02 June 2014

c1810 Cottage Bonnet

Kitty Calash and I are prepping for an 1812 millinery event this summer. I  consider myself new to the 19th century and don't have an extensive collection for this era. Since I'm to portray someone in the accessory industry, I have a bit of accessorizing to do...and oddles of bonnets I'm itching to make.

I started with the easiest project: a c1810 cottage bonnet. Inspired by the bonnet below from Meg Andrews, I used:

c.1810 Plaited straw bonnet with a shallow brim and bavorlet. 
(What's a bavorlet?!)

It was super simple to make. Looking closely at the Meg Andrews photos, the ribbon wraps around the bonnet so there's no need to sew the ties on separately. The photos below show how I attached the ribbon.

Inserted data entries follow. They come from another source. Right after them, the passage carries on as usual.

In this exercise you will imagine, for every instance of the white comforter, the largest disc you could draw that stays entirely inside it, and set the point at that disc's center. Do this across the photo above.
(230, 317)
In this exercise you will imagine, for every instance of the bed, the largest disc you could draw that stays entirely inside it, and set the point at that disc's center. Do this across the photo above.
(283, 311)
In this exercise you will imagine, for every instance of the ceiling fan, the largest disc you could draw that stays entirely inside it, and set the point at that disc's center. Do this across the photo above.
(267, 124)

Much like the original, I made a little pleat in the ribbon at the side of the crown, which I prick stitched in place. I also sewed the ties in place close to the brim since the extant bonnet seems to have a seam there.

 From the inside the stitching looks a bit messy, but who's going to see it?

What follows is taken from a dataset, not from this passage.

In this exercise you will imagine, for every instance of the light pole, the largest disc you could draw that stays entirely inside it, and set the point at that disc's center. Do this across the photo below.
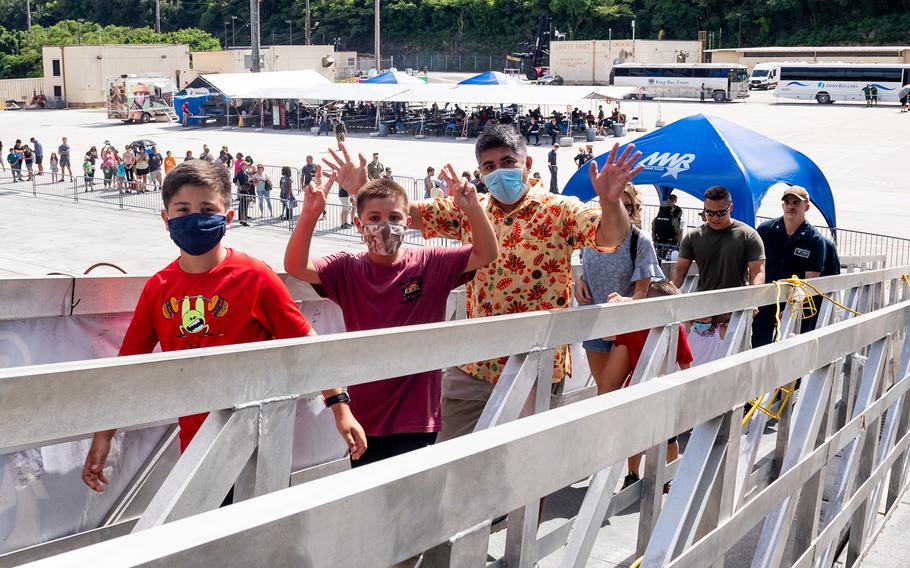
(306, 24)
(376, 38)
(739, 38)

Notice that new/vintage candlestick holder-turned-hatstand? As a frequent Instagrammer, I was excited to stumble upon the print below from VintageandAntiqueTextiles that nicely documents this. (Notice the hat in the bottom left corner.)

My three year-old was very eager to model the cottage bonnet for you all...

And now onto the next bonnet!


  1. Nice bonnet, and what an adorable model! The cottage bonnet is such a pretty form.
    Bavolet is from the French: http://www.crownedheadsmillinery.com/bonnet-bavolet It's a little neck curtain, if you will, at the back of the bonnet near the nape of the neck. Typically, I think it is found on bonnets later than 1820, and more commonly 1850s and later, but that's not my time period...

    1. Oh I know what you mean! I think that feature was on some of the Quaker bonnets we were looking at earlier this year. Thanks for helping me piece that together!